Documentos enviados à CPMI apontam que o órgão protelou medidas para coibir cobranças associativas fraudulentas
Atas do Grupo de Trabalho Interinstitucional (GTI) de Previdência e Assistência Social, encaminhadas à CPMI do INSS, mostram que o instituto foi cobrado por anos e ainda assim retardou respostas e ações efetivas contra descontos não autorizados em benefícios de aposentados. As cobranças partiram de órgãos como MPF, CGU, DPU, TCU e da própria Previdência.
Criado em 2018, o GTI reunia representantes desses órgãos para atacar gargalos da Previdência, entre eles os descontos associativos realizados via Acordos de Cooperação Técnica (ACTs) firmados com entidades privadas. As atas registram que, desde 2020, o INSS prometia regulamentação por instrução normativa, auditorias e um cronograma de correções — promessas que se arrastaram por diferentes gestões.
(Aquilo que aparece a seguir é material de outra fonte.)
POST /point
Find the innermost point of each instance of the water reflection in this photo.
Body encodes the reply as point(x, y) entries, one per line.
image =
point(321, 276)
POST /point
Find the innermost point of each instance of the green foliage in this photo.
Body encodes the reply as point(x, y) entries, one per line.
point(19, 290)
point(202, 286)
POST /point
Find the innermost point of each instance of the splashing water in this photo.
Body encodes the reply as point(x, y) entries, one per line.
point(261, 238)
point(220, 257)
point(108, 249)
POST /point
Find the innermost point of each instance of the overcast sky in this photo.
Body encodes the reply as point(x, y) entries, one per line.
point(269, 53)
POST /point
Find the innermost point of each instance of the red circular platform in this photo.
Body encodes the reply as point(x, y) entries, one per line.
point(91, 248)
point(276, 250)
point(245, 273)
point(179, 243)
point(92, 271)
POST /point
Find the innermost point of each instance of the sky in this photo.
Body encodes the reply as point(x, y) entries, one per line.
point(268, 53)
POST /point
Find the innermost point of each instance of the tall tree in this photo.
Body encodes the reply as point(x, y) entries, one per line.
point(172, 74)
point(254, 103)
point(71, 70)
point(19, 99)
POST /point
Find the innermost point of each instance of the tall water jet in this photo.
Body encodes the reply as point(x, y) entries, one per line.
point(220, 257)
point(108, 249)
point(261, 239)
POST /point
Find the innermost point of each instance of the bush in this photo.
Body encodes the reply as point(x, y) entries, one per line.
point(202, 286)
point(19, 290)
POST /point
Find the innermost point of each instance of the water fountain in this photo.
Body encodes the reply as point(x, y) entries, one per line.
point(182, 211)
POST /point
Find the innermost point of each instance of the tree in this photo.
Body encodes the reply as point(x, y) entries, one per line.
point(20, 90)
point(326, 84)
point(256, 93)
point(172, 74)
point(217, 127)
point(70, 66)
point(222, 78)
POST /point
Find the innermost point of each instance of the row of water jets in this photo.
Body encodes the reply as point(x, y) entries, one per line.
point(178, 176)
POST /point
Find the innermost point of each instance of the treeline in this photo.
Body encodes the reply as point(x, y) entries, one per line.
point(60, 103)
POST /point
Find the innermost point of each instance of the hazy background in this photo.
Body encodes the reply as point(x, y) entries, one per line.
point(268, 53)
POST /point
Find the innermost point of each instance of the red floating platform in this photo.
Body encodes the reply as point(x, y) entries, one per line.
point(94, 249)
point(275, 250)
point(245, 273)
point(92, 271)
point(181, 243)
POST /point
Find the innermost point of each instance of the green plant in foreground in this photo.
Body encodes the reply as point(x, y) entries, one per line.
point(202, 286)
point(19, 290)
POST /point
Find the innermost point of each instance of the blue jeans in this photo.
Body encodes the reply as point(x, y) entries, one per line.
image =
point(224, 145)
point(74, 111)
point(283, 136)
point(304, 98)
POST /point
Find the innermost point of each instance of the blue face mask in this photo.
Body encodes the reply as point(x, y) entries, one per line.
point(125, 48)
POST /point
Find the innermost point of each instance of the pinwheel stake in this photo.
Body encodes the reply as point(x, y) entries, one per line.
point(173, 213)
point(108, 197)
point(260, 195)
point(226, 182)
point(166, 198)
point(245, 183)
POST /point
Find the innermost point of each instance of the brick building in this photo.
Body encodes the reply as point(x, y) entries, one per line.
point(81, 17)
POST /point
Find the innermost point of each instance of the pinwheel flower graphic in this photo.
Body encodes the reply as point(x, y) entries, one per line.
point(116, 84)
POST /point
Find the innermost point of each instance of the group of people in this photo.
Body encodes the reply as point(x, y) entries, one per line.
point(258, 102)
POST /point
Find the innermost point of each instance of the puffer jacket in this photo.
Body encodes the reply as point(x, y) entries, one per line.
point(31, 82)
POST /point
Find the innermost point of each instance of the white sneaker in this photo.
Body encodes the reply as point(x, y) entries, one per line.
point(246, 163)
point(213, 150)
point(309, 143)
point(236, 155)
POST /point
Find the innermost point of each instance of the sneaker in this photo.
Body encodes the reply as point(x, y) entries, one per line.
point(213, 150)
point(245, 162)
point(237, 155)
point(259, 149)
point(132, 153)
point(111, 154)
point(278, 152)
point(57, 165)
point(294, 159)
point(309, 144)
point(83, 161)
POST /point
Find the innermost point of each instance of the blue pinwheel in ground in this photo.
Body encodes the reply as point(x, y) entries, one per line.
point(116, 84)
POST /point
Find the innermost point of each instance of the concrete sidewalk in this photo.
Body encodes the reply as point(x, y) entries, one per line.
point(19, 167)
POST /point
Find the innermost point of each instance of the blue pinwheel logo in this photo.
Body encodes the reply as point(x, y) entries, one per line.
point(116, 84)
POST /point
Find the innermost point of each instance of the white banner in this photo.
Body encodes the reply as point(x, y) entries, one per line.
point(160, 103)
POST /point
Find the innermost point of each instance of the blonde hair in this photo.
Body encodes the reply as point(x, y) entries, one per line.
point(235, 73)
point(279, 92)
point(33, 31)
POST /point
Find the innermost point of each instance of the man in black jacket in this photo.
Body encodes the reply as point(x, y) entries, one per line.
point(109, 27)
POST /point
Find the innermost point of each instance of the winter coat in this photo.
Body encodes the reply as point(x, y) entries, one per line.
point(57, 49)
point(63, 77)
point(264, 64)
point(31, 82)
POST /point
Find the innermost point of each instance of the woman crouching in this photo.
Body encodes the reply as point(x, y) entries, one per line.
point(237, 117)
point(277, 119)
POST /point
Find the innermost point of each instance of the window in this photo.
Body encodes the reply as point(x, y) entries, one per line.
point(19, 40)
Em encontros de 2020 a 2022, o MPF e a DPU cobraram a publicação da norma e questionaram a lista de ACTs vigentes, enquanto o INSS respondia com minutas “em ajuste”, dependências de instâncias internas e promessas de modelos de autorização “futura”. A DPU relatou “muitas reclamações” de segurados que desconheciam a filiação a associações e dificuldades para se desvincular.
O que as atas registram
Em 2021, o INSS afirmou trabalhar para evitar novos descontos sem autorização e disse que o “legado passado” seria avaliado. Em 2022, voltou a citar ajustes e necessidade de aval do Conselho Nacional de Previdência Social. Em 2024, já sob maior pressão, a direção de Benefícios falou em exigir diligências presenciais nas entidades e em impor biometria para novos descontos — medida cuja entrega tecnológica pela Dataprev atrasou e exigiu ajustes.
A CGU registrou que 97% de 1.300 entrevistados disseram não ter autorizado os descontos associativos. O órgão também apontou que ao menos oito entidades com ACT não enviaram documentos solicitados — e que o INSS igualmente não os entregou. A DPU reiterou formalmente, em dezembro de 2024, a necessidade de “revalidação” de todas as adesões antigas.
Em resposta, o INSS informou que aguardava decisão do TCU e disse que excluiria automaticamente descontos associativos, permitindo novos apenas com autorização expressa do beneficiário, a partir da biometria. As atas fixaram como encaminhamento que o instituto apresentasse cronograma de revalidação e comunicasse a evolução do sistema da Dataprev.
2025: biometria implementada, investigação em curso
Em março de 2025, o modelo biométrico passou a valer para novos descontos, segundo registro levado ao GTI — no mesmo período em que a Polícia Federal deflagrou a Operação Sem Desconto (23 de abril) para apurar fraudes nas cobranças associativas. Participaram de reuniões do GTI servidores depois citados nas investigações, inclusive ex-diretores e procuradores do INSS.